The online calculator will get it right so long as you correctly enter all the dates of exit and return.

Using the online calculator is especially important for any applicant with numerous trips abroad.

Note, for example, questions about which days count asked by persons using the online presence calculator are typically based on a confused understanding of what "from" and "to" means, as if the date to be entered in the "from" column might be the first day that counts as a day of absence. If this is what underlies your question, NO, the "from" date is the date the person physically exited Canada. And the online presence calculator will AUTOMATICALLY count that as a day in Canada (since, after all, in order to have left Canada that day, the individual had to actually be physically present in Canada that day, and any day in Canada, even partially, counts as a day in Canada). Likewise the date of return.

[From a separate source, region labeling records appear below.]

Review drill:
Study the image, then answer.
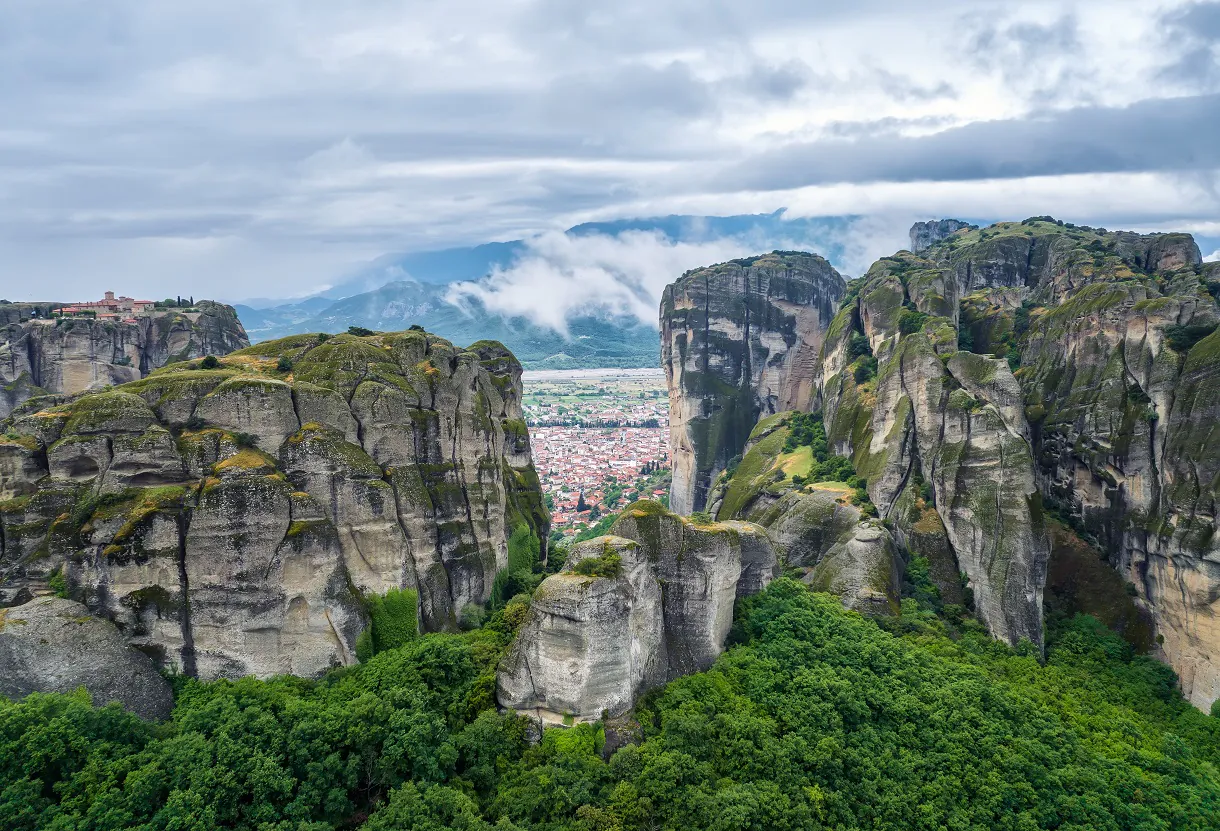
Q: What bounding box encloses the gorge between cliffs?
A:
[0,217,1220,831]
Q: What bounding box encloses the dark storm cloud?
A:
[0,0,1220,301]
[717,95,1220,190]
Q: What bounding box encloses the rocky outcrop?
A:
[910,220,978,254]
[711,412,907,615]
[0,331,548,678]
[0,300,250,419]
[661,251,845,514]
[497,502,777,722]
[0,597,173,719]
[662,217,1220,707]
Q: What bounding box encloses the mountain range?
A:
[234,210,873,369]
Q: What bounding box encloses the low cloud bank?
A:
[447,217,910,333]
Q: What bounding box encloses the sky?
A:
[0,0,1220,307]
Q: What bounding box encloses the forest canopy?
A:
[0,580,1220,831]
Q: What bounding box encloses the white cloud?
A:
[449,231,752,332]
[0,0,1218,297]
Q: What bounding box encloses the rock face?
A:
[0,331,548,678]
[711,412,907,615]
[910,220,978,254]
[661,217,1220,708]
[0,300,250,419]
[661,251,845,514]
[0,597,173,719]
[497,502,777,722]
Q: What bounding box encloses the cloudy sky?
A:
[0,0,1220,305]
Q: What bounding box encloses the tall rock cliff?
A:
[660,251,845,514]
[497,502,778,722]
[661,217,1220,707]
[0,300,250,419]
[0,331,548,678]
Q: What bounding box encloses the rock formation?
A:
[710,412,907,614]
[0,597,173,719]
[661,217,1220,707]
[498,502,777,722]
[661,251,845,514]
[0,300,250,419]
[0,331,548,678]
[910,220,978,254]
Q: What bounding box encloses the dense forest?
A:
[0,580,1220,831]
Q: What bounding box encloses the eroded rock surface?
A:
[661,217,1220,708]
[661,251,845,514]
[0,597,173,719]
[0,331,548,678]
[0,300,250,419]
[498,502,778,722]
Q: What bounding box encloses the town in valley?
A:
[523,369,670,542]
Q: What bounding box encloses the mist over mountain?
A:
[237,210,909,369]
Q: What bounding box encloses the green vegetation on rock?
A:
[0,580,1220,831]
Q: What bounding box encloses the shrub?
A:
[356,588,420,660]
[572,553,622,577]
[847,332,872,362]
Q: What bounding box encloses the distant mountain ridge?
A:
[234,210,1220,369]
[235,210,859,369]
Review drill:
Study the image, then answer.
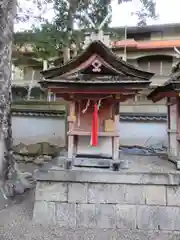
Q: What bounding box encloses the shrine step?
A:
[74,158,111,168]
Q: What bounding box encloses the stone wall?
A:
[33,170,180,240]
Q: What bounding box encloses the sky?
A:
[15,0,180,31]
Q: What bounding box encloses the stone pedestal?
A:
[33,169,180,240]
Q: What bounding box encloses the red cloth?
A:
[91,103,99,147]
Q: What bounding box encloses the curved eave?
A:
[41,41,154,80]
[147,81,180,102]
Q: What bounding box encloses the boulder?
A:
[34,156,44,165]
[13,153,24,162]
[13,143,26,153]
[26,143,42,156]
[24,156,34,162]
[42,155,52,162]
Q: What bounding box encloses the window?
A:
[127,32,151,41]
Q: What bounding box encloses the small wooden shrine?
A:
[148,63,180,165]
[40,41,153,167]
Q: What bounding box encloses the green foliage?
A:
[14,0,156,60]
[134,0,157,26]
[33,23,64,60]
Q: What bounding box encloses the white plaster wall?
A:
[12,117,167,148]
[12,117,65,145]
[119,122,168,146]
[168,104,179,157]
[77,136,112,157]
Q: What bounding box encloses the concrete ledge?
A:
[35,169,180,186]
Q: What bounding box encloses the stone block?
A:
[88,184,125,203]
[96,204,116,229]
[74,229,116,240]
[56,203,76,229]
[137,206,160,230]
[167,186,180,206]
[145,185,166,205]
[35,182,67,202]
[115,229,172,240]
[76,204,97,228]
[137,206,180,231]
[123,185,146,204]
[33,201,56,224]
[114,204,136,229]
[68,183,88,203]
[159,207,180,231]
[88,184,146,204]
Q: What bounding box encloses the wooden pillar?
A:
[112,102,120,160]
[68,101,75,159]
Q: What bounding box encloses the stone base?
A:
[33,170,180,237]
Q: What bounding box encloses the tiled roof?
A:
[12,110,167,122]
[111,39,180,50]
[120,113,167,122]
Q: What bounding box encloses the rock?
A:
[34,156,44,165]
[14,180,25,194]
[13,153,24,162]
[41,142,57,156]
[27,143,42,156]
[24,156,34,162]
[13,143,26,153]
[42,155,52,161]
[19,146,28,155]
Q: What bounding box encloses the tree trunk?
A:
[0,0,32,197]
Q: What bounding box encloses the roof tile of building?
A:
[112,39,180,50]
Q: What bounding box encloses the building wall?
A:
[12,116,167,146]
[12,116,65,146]
[33,170,180,237]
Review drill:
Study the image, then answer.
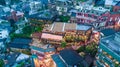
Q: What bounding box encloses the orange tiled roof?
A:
[41,33,63,41]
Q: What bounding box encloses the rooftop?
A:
[100,29,116,36]
[41,33,63,41]
[29,10,55,20]
[9,38,32,49]
[77,25,92,30]
[11,38,32,44]
[30,46,55,52]
[44,22,92,32]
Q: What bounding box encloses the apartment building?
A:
[96,32,120,67]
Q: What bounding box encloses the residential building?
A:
[76,4,109,24]
[0,26,9,39]
[113,2,120,12]
[0,52,31,67]
[41,22,93,44]
[29,1,42,15]
[55,0,73,15]
[52,49,88,67]
[104,0,119,6]
[30,44,56,60]
[0,39,6,54]
[28,10,56,25]
[9,38,32,50]
[96,32,120,67]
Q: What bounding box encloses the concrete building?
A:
[0,28,9,39]
[41,22,93,44]
[96,32,120,67]
[76,4,109,24]
[29,1,42,15]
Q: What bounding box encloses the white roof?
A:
[16,54,29,61]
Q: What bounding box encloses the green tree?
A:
[77,46,85,52]
[0,59,4,67]
[61,42,67,47]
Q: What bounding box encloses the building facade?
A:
[96,32,120,67]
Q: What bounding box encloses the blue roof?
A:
[60,49,83,66]
[77,24,92,31]
[52,54,67,67]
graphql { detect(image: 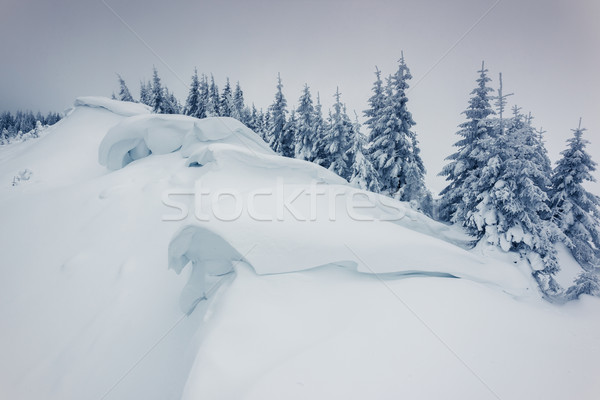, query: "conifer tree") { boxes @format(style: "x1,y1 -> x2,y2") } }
183,68 -> 202,118
150,67 -> 165,114
117,74 -> 135,102
219,78 -> 234,117
440,63 -> 495,223
323,88 -> 352,180
350,114 -> 380,193
206,74 -> 221,117
295,84 -> 317,161
551,120 -> 600,268
267,74 -> 294,157
312,92 -> 327,166
140,81 -> 152,106
464,109 -> 562,295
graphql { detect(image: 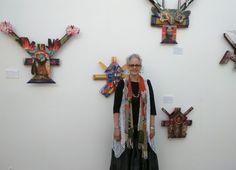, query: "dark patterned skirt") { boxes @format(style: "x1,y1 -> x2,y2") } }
110,135 -> 159,170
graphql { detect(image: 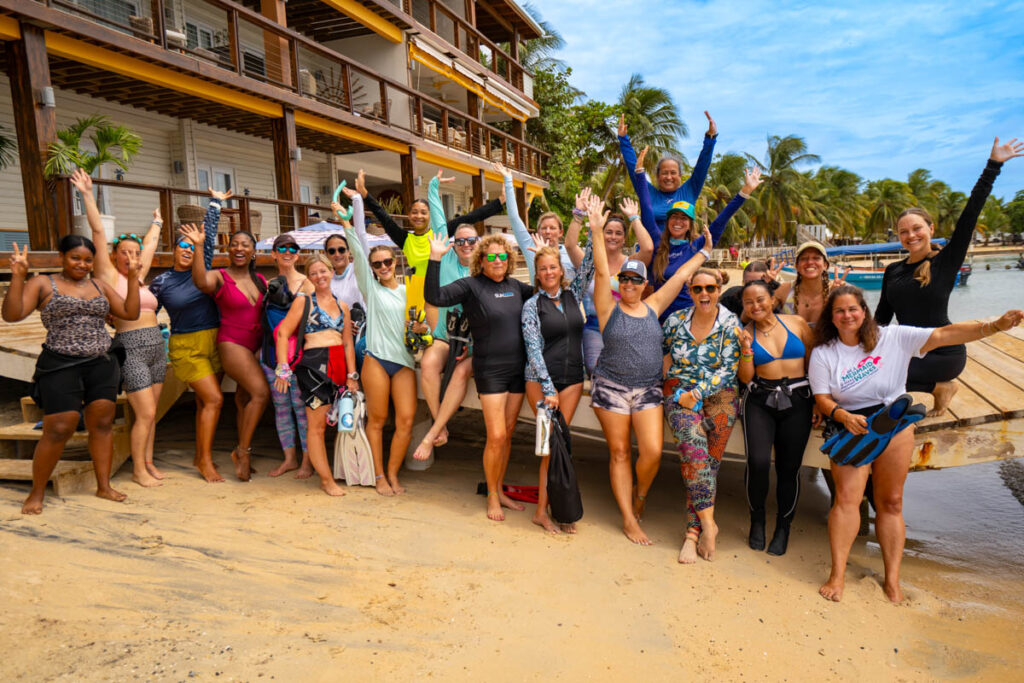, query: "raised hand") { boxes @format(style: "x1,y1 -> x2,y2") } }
705,110 -> 718,137
988,137 -> 1024,162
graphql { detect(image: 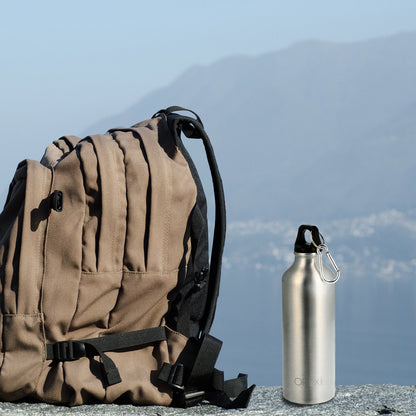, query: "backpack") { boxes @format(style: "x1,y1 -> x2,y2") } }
0,107 -> 254,408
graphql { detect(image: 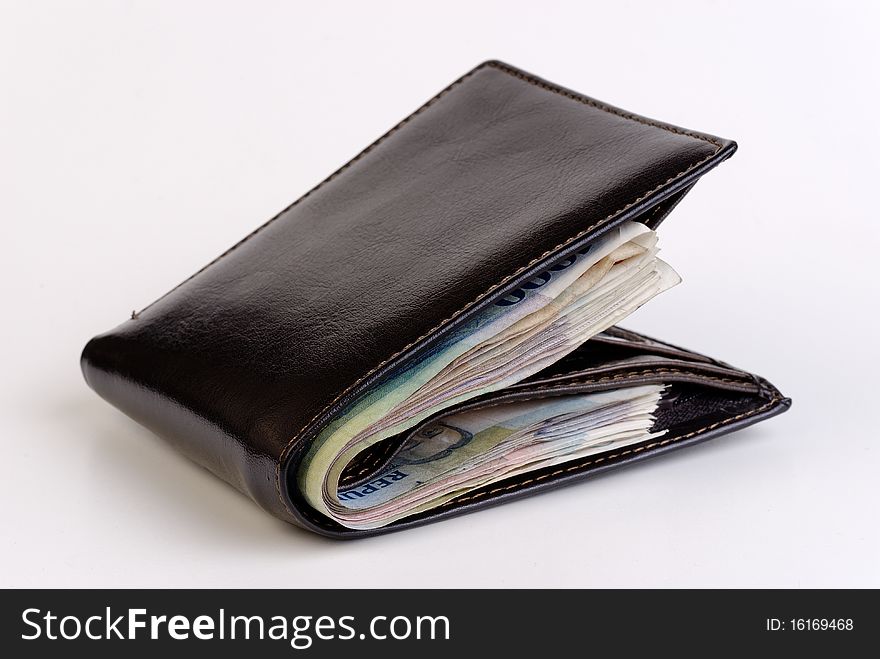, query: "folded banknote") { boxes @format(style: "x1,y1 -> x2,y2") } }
298,222 -> 680,529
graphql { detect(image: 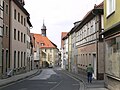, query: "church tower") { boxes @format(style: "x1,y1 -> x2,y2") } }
41,21 -> 47,37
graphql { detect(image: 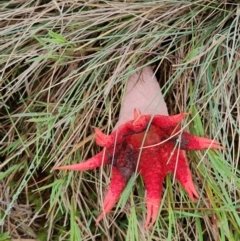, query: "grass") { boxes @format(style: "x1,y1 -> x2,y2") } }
0,0 -> 240,241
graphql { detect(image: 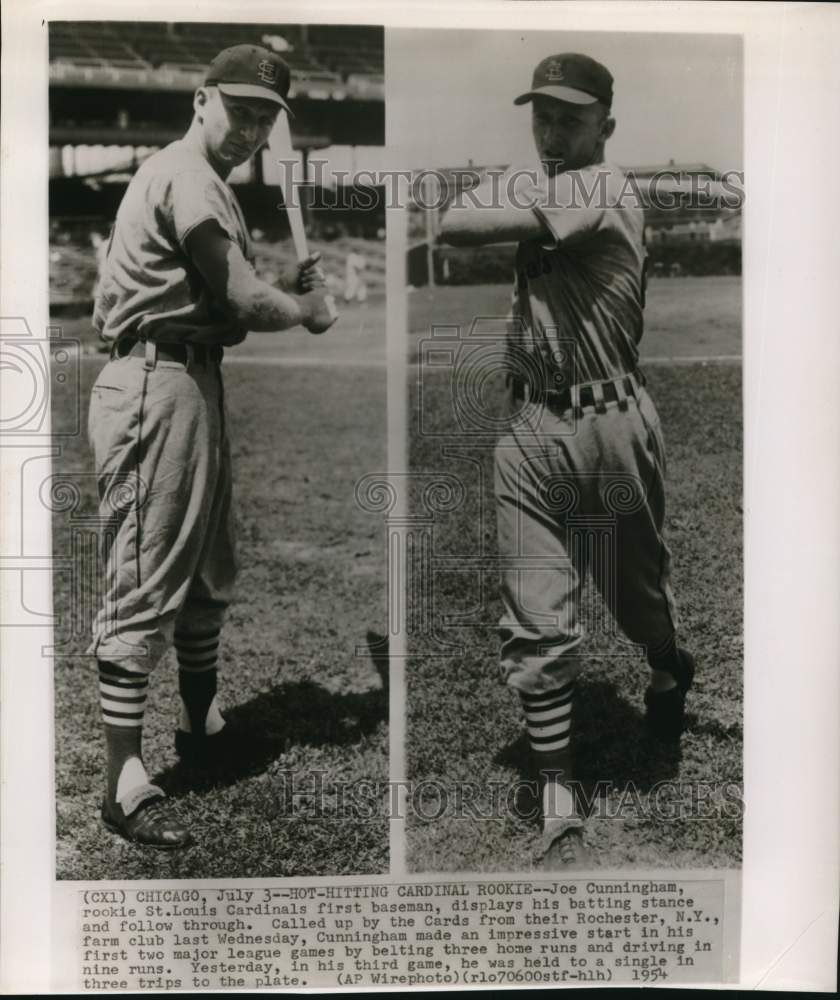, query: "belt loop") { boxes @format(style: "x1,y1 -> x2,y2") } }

In contrast, if you are asking because you are using the paper form, CIT 0407 . . . the best anyone can offer is to emphasize NO, avoid using CIT 0407 and use the online actual physical presence calculator.

I do NOT know, but my sense is that just using the paper form, CIT 0407 (new version issued just this month, along with new version of the citizenship application) in conjunction with numerous trips may be enough to trigger some degree of elevated scrutiny . . . the MAIN difference between the forms, after all, is that the ARITHMETIC must be checked by IRCC if the CIT 0407 form is used . . . whereas using the online calculator all the arithmetic (counting days absent, days present) is done by the calculator, electronically, NO errors in arithmetic. While it is not at all complicated arithmetic, given the nature of the calendar it is arithmetic easily prone to mistakes.

That is NOT the only difference. The online calculator will not allow some types of errors in data entry, and for many other possible errors it will provide an ERROR message. So the online calculator dramatically reduces the chance the presence calculation includes an error. That means IRCC can more easily, more confidently rely on the output of the online calculator, needing mostly to verify the travel dates and only minimally cross-check and verify the calculation information otherwise.

And that goes both ways. The applicant is far less likely to actually make an error using the online calculator compared to CIT 0407.

Overall, it adds up to this: using the online physical presence calculator reduces the chance of error and increases IRCC's confidence in the information (subject to verification of travel dates). Easier for IRCC likely translates into easier AND faster for the applicant.



"Also, does it make any different whether I cross Border (driving car) or I travel in flight? I am asking as on border, they don't put stamp on Passport."

This question typically arises in connection with the ERRONEOUS reliance on entry stamps into other countries when entering dates of exit from Canada. Sometimes those dates are accurate as to the date of exit. Many times they are NOT accurate, for a variety of reasons (ranging from red-eye flights, Trans-Pacific flights, layovers where passport was not stamped, among other circumstances).

Date of exit from Canada is the date the flight departs the airport with a destination outside Canada. Just like the date of exit when driving across the Canadian/U.S. border is the date one physically leaves Canada.

Being in Canadian airspace on an international flight is NOT being in Canada.

Date of entry into Canada is the date the person actually clears the border control . . . sitting in a line of cars on the Canadian side of the Lewiston-Queenston Height bridge for a half hour and then going through the border control after midnight, means the date of entry is that date after midnight, NOT the day before when the traveler was sitting on the Canadian side of the Lewiston-Queenston Height bridge waiting to be cleared at the border.

If a flight lands at Pearson in Toronto BEFORE midnight, but it is AFTER midnight when border control is passed, the date of entry is the latter, the after midnight date when border control was completed.